3.3 Controlled release of AVM@CuBTC

The frequency of pesticide application could be effectively reduced by extending the release period, so that the environmental pollution, pesticide abuse and other problems could be controlled [43]. The release performance of AVM@CuBTC was studied under different temperature and pH gradients to simulate the release in natural environment. The temperature and pH selected in this study represented the common environmental temperature and pH range during pesticide application. Firstly, the release performance of AVM@CuBTC and AVM@EC was compared, At the condition of 25 °C and pH 7.0, the release process of AVM@CuBTC was stable without burst release, and the release process lasted for 72 h, the cumulative release amount reached 91.5%. On the contrary, the cumulative release amount of AVM@EC treatment group released 88% within 6 h, and the burst release was obvious (Fig. 6A). These results showed that, compared with the commercially formulations, the release performance was better, longer sustained release time, and higher cumulative release amount. To achieved the desired control effect in agriculture and forestry, the pesticides were often overused due to the short release duration, this increased production costs and exacerbated the problem of residues and drug resistance, hence the development of AVM@CuBTC would provide solutions for it. Next, the release of AVM@CuBTC under different temperature conditions were explored (Fig. 6B).
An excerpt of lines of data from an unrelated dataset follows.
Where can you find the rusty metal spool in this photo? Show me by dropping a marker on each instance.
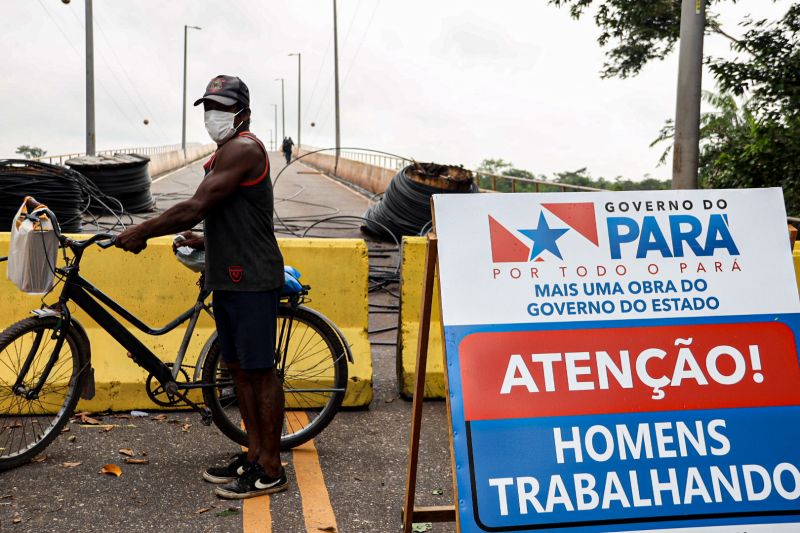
(405, 206)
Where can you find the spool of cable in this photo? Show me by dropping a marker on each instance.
(64, 191)
(405, 206)
(122, 176)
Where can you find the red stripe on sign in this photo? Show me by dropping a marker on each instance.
(599, 371)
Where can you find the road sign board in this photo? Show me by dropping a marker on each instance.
(622, 362)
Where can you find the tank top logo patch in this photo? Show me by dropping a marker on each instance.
(236, 273)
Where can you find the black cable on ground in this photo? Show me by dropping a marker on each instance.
(66, 192)
(123, 176)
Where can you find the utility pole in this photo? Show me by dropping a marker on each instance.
(299, 81)
(275, 106)
(185, 41)
(336, 84)
(686, 153)
(283, 109)
(91, 137)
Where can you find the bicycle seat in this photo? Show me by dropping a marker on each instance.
(291, 285)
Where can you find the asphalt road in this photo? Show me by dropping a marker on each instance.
(357, 487)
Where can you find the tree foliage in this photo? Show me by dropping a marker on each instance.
(501, 170)
(30, 152)
(751, 138)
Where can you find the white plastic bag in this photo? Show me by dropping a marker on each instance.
(33, 251)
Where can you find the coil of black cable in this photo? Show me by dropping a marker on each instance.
(122, 176)
(61, 189)
(405, 206)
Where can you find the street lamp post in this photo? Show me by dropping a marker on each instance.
(185, 40)
(283, 109)
(90, 131)
(686, 153)
(336, 85)
(299, 81)
(275, 107)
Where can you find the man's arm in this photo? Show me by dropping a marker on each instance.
(233, 165)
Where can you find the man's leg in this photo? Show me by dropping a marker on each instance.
(248, 406)
(269, 400)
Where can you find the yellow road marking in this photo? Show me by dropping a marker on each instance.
(317, 510)
(256, 514)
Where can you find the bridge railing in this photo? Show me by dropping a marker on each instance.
(147, 150)
(486, 180)
(375, 159)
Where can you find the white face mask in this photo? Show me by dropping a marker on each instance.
(219, 125)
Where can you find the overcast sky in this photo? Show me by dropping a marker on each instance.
(452, 81)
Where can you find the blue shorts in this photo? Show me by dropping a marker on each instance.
(246, 326)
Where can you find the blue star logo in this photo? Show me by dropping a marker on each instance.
(544, 238)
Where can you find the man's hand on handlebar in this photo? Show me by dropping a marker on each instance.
(132, 240)
(192, 240)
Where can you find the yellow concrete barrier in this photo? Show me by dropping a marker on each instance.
(156, 288)
(411, 279)
(796, 257)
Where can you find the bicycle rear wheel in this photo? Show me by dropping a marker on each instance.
(27, 426)
(312, 366)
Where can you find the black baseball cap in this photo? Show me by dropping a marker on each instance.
(226, 90)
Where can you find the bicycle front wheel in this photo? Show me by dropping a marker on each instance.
(28, 421)
(312, 365)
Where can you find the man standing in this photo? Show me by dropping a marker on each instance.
(244, 268)
(287, 149)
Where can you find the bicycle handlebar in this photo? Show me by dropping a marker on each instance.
(32, 204)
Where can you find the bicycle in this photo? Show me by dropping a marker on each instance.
(39, 388)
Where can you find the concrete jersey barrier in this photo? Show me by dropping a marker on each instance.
(156, 288)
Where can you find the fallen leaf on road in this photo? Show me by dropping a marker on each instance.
(111, 469)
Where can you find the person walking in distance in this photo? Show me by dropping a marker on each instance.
(244, 269)
(287, 149)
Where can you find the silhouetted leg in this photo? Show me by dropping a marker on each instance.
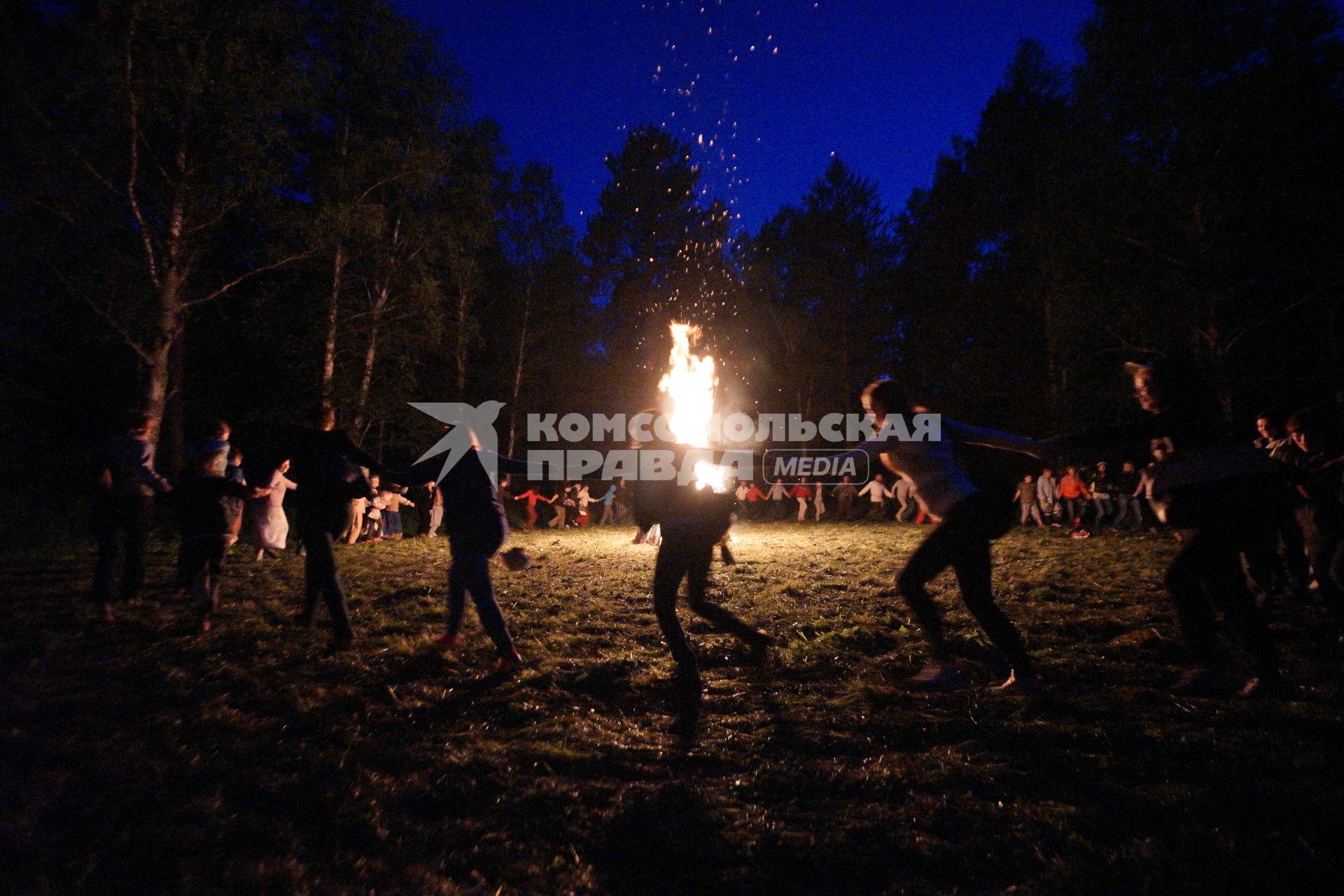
(974, 577)
(929, 559)
(668, 571)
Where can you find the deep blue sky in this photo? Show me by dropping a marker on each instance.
(882, 83)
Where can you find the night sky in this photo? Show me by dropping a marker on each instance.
(883, 85)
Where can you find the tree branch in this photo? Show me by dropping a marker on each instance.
(1307, 300)
(134, 124)
(227, 286)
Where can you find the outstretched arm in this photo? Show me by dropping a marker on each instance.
(995, 438)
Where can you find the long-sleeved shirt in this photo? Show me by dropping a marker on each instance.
(130, 460)
(1047, 491)
(1072, 486)
(204, 504)
(324, 464)
(934, 468)
(875, 491)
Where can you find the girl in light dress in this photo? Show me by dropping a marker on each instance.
(269, 514)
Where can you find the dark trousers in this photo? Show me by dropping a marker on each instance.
(1208, 574)
(962, 542)
(1074, 510)
(1129, 507)
(1324, 548)
(319, 526)
(424, 508)
(689, 558)
(200, 564)
(470, 574)
(121, 526)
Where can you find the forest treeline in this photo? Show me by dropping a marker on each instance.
(234, 209)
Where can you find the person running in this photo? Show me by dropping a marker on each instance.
(269, 514)
(878, 495)
(1104, 495)
(692, 522)
(846, 493)
(476, 526)
(204, 500)
(1215, 495)
(1128, 491)
(756, 501)
(1026, 498)
(1074, 498)
(777, 495)
(1320, 465)
(531, 496)
(606, 501)
(393, 504)
(803, 495)
(327, 469)
(124, 510)
(1047, 493)
(559, 505)
(969, 520)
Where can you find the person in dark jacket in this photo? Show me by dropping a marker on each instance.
(692, 520)
(326, 466)
(125, 508)
(476, 526)
(1320, 464)
(206, 498)
(1215, 495)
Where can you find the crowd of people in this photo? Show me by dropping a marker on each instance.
(1253, 519)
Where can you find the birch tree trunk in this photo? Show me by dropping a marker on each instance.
(332, 323)
(518, 370)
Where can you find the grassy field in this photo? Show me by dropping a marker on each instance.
(140, 758)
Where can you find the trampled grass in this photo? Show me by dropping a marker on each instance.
(140, 758)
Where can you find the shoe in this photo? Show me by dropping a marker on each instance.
(939, 675)
(758, 648)
(1200, 681)
(1032, 685)
(1268, 688)
(687, 680)
(510, 664)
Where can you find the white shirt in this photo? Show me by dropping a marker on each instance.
(875, 491)
(934, 468)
At 15℃, 25℃ and 35℃, the release process of AVM@CuBTC were still stable, with cumulative release exceeding 96 h, and the cumulative release were close to 90%. With the increase of temperature, the release rate of AVM gradually increased, the release rate under 15℃ was slower than that 25℃, under 35℃, the release rate was the fastest and the cumulative release amount was the highest, reaching 91.4%. The increase in temperature accelerated the release of AVM, but has little effect on cumulative release amount. On the other hand, AVM@CuBTC could still be released stably at different pH conditions, the release rate was the fastest at pH 7.0 and the cumulative release amount was the largest, followed by pH 5.0, the cumulative release amount decreased significantly, about 83.5%, while the lowest was pH 9.0 treatment group, the cumulative release amount was only 79.2%, even less than 80% (Fig. 6C).
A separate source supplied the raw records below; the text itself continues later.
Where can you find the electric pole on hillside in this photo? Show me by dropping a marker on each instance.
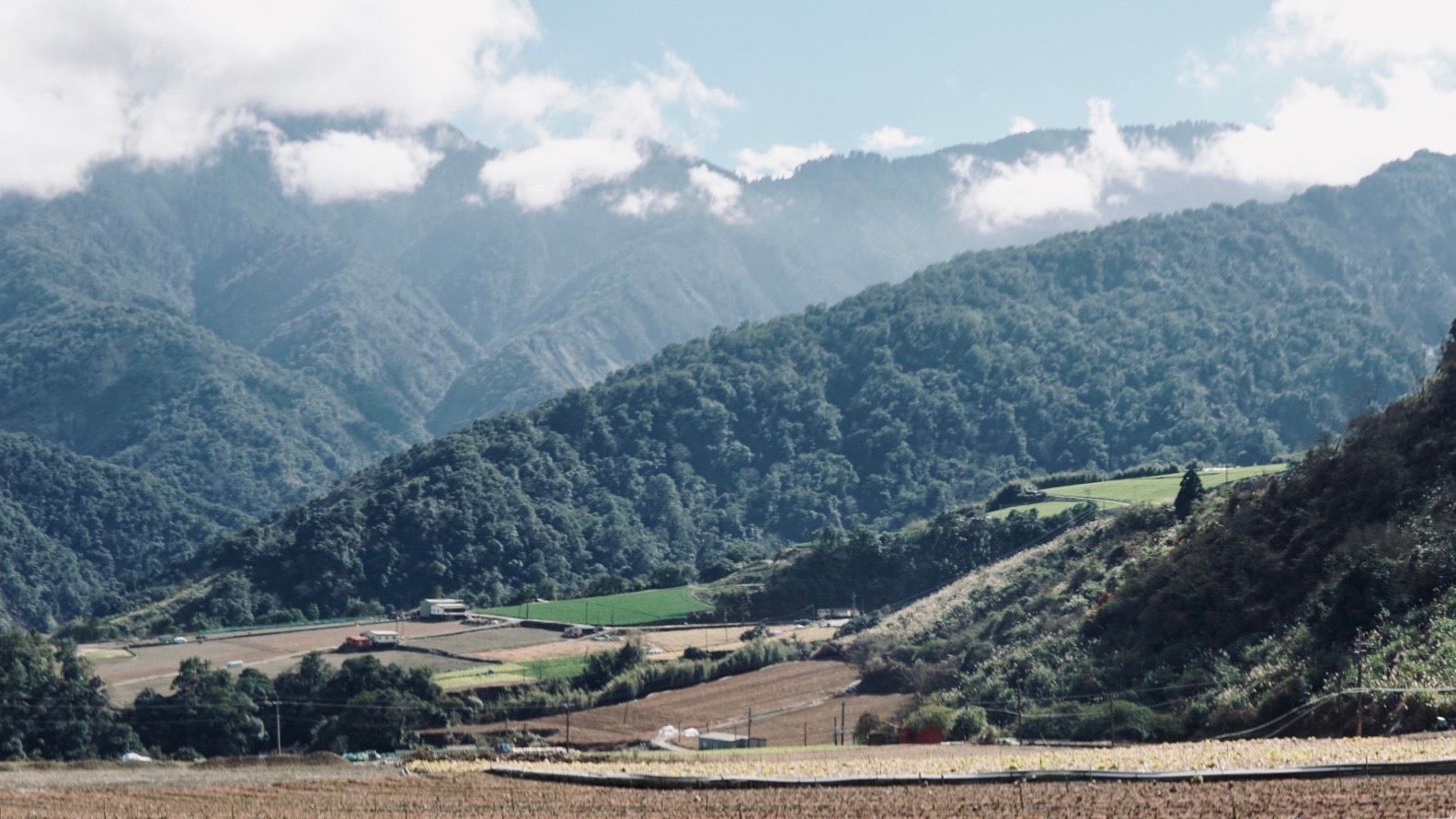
(1359, 691)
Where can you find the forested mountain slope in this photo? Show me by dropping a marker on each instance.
(77, 535)
(1261, 602)
(201, 322)
(1225, 334)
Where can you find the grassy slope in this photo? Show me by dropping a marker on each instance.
(632, 608)
(1155, 489)
(1241, 616)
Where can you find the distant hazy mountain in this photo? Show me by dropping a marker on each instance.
(1221, 334)
(200, 324)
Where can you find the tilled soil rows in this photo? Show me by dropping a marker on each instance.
(478, 794)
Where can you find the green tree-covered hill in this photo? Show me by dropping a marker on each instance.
(1273, 598)
(79, 535)
(1221, 334)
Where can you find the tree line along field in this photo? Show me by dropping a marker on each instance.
(781, 696)
(631, 608)
(1152, 489)
(316, 791)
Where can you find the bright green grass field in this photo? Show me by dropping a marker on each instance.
(510, 674)
(1161, 489)
(634, 608)
(1156, 489)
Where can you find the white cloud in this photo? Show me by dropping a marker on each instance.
(342, 165)
(646, 202)
(549, 172)
(890, 139)
(1021, 125)
(779, 162)
(670, 105)
(1359, 32)
(85, 82)
(1389, 90)
(1386, 89)
(721, 192)
(1079, 181)
(1198, 72)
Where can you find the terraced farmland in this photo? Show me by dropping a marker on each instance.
(192, 793)
(1153, 489)
(712, 706)
(632, 608)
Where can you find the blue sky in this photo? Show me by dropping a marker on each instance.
(948, 72)
(1315, 90)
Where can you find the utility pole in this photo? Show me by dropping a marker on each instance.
(1359, 691)
(1018, 713)
(1111, 721)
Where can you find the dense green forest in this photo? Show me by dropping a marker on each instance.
(1267, 598)
(199, 322)
(77, 535)
(1221, 334)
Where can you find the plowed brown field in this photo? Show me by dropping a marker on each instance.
(269, 652)
(279, 794)
(714, 706)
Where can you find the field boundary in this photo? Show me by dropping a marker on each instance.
(656, 781)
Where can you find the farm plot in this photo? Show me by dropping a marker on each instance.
(718, 639)
(1153, 489)
(816, 724)
(269, 651)
(936, 759)
(712, 706)
(194, 793)
(632, 608)
(485, 641)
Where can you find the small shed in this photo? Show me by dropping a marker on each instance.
(719, 741)
(443, 608)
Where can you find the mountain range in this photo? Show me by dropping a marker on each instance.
(1228, 334)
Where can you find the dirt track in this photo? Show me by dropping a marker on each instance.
(714, 706)
(269, 652)
(377, 793)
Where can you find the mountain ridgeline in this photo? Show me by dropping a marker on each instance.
(80, 535)
(202, 324)
(1221, 334)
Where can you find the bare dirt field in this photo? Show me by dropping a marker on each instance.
(712, 706)
(718, 639)
(817, 723)
(382, 791)
(269, 652)
(488, 641)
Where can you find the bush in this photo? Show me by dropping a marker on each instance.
(871, 729)
(931, 717)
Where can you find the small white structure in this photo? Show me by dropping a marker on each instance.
(382, 639)
(443, 608)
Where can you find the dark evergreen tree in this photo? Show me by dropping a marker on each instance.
(1188, 493)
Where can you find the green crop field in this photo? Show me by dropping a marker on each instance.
(1043, 509)
(634, 608)
(1156, 489)
(510, 674)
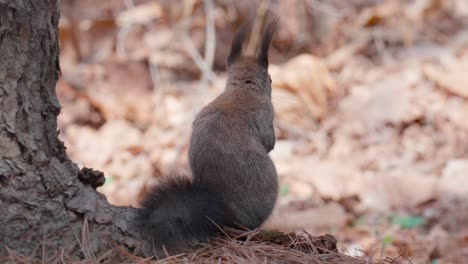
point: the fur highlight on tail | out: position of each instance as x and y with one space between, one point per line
177 214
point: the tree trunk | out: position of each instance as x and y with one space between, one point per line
42 201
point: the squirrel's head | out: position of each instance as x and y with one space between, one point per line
251 71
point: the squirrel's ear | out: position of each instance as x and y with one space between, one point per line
236 45
266 40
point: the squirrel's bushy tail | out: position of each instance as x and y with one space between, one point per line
178 213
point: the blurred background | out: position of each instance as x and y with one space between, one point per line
371 102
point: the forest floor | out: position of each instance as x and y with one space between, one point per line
371 110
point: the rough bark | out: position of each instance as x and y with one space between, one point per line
42 201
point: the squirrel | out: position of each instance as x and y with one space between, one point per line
234 182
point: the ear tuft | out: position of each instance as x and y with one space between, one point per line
236 45
268 34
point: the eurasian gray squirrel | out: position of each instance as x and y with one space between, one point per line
234 181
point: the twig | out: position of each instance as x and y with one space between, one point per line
210 42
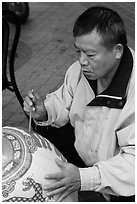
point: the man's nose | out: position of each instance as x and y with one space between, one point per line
82 59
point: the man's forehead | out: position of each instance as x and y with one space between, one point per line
88 41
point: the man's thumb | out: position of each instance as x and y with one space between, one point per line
60 163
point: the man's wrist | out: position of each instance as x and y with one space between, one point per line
90 178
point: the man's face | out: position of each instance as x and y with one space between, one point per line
96 61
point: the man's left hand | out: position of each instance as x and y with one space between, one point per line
67 181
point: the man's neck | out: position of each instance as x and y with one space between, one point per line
103 83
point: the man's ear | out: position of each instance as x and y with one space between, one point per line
119 50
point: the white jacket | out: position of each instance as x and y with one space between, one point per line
104 126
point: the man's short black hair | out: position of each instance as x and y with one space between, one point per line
108 24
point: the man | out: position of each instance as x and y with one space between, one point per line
97 98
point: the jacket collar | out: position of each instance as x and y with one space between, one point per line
115 95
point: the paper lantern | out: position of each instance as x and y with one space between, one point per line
26 159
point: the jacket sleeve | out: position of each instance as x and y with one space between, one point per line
58 103
116 175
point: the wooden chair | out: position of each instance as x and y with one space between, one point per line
9 82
The acid-base environment may increase the unsaturated metal sites in CuBTC, thereby enhancing the interaction between CuBTC and AVM, making the binding stronger, or the released AVM was re-adsorbed, thus prolonging the release period and reducing the cumulative release amount. These above results indicated that AVM@CuBTC showed well slow-release performance within regular temperature and pH range with stable release, and no sudden release. The further development of AVM@CuBTC into pesticide formulations is of great significance for pesticide reduction and environmentally friendly agriculture.

3.4 Distribution on larval epidermis

Contact toxicity (pesticides enter the pest body through the epidermis after contact to exert its activity), which is limited by the dispersibility of traditional preparations [8]. The poor coverage adhesion and permeability of active ingredient on the larval epidermis, is an important factor of restricting the contact toxicity, so the ultra-depth-of-field microscope, SEM and fluorescence microscopy was used in this study to observe the distribution of AVM@CuBTC, and the figures were listed.
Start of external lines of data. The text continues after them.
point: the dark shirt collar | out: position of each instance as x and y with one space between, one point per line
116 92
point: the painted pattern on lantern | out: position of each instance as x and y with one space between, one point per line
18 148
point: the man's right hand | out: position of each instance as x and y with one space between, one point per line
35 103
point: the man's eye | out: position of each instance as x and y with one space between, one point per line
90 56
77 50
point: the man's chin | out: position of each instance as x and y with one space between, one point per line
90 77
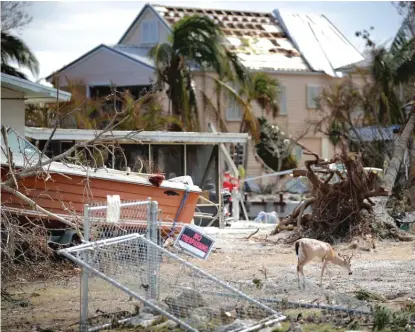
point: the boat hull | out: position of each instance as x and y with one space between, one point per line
67 194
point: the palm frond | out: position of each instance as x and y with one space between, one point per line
15 49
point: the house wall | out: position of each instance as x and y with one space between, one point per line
134 36
298 122
105 66
13 110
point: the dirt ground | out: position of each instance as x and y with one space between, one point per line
389 270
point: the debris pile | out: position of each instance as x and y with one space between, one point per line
337 206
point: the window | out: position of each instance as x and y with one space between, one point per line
313 91
282 100
149 32
233 109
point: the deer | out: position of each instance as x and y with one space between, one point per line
308 249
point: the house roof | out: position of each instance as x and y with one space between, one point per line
323 46
166 137
137 54
33 92
375 133
256 37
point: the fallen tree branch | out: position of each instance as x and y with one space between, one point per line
35 206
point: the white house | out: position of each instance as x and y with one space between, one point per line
17 92
303 52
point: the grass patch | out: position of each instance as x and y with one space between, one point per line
365 295
310 327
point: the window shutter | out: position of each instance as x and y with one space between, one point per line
233 109
283 100
313 91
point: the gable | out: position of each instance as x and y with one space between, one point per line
104 65
148 23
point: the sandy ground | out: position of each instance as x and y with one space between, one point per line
389 270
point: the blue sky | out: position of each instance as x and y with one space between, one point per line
62 31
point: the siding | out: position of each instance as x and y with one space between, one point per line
13 110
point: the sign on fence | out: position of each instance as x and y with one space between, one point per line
194 242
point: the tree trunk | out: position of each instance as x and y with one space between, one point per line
399 152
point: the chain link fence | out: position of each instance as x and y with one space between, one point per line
159 284
101 303
142 271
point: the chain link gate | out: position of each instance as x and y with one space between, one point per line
186 295
100 302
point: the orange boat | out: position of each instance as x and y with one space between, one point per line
68 187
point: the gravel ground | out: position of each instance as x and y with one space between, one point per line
388 270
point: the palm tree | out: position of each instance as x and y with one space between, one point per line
196 43
14 49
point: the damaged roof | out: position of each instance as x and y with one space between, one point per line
256 37
323 46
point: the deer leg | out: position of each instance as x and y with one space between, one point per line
300 269
298 274
328 270
322 271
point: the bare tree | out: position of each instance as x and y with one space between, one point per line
23 240
14 15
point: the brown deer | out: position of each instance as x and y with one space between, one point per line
309 249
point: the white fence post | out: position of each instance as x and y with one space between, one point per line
83 322
154 257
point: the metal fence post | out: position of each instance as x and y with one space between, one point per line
83 322
148 248
153 257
Firstly, the distribution of AVM@CuBTC on the epidermis of the larva was observed under ultra-depth-of-field microscope (Fig. 7), it could be seen that the larval epidermis showed blue overall. The AVM@CuBTC did not fall off and still adhered to the larval epidermis after crawled for a period of time, because of the better coverage and adhesion. The powder of AVM@CuBTC were dispersed in water，then the larvae were observed by scanning electron microscope after treated by AVM@CuBTC solution. According to the SEM image (Fig. 8), it could be seen that the particle of AVM@CuBTC could still maintain a complete structure on the epidermis of the larvae, with a relatively dispersed distribution. Most of AVM@CuBTC particle were distributed on the folds of the epidermal structure, in addition, more AVM@CuBTC particle were distributed around the valve and the roots of the chaeta, and these two parts may be important passway of particle into the larval body.

Next, the larva was treated with fluorescent AVM@FITC@CuBTC for some time now, and observed under fluorescence microscope. As is shown in Fig. 9, there was obvious uniform green fluorescence on larval epidermis, which also verified the coverage and adhesion of AVM@FITC@CuBTC on epidermis. In addition to the fluorescence observed on epidermis, there was also a fluorescence distribution in larval body, which indicated that AVM@FITC@CuBTC had successfully penetrated into larval body through the epidermal tissue, this showed that the good permeability of AVM@FITC@CuBTC. At the same time, there are multiple bright fluorescent particles distributed beside the valve on both sides of the larva. The particle size of AVM@FITC@CuBTC was much smaller than the diameter of the valve, and the particles could easily pass through the valve and enter into the larval body, so the valve may be an important pass way for nano pesticide enter the larval body.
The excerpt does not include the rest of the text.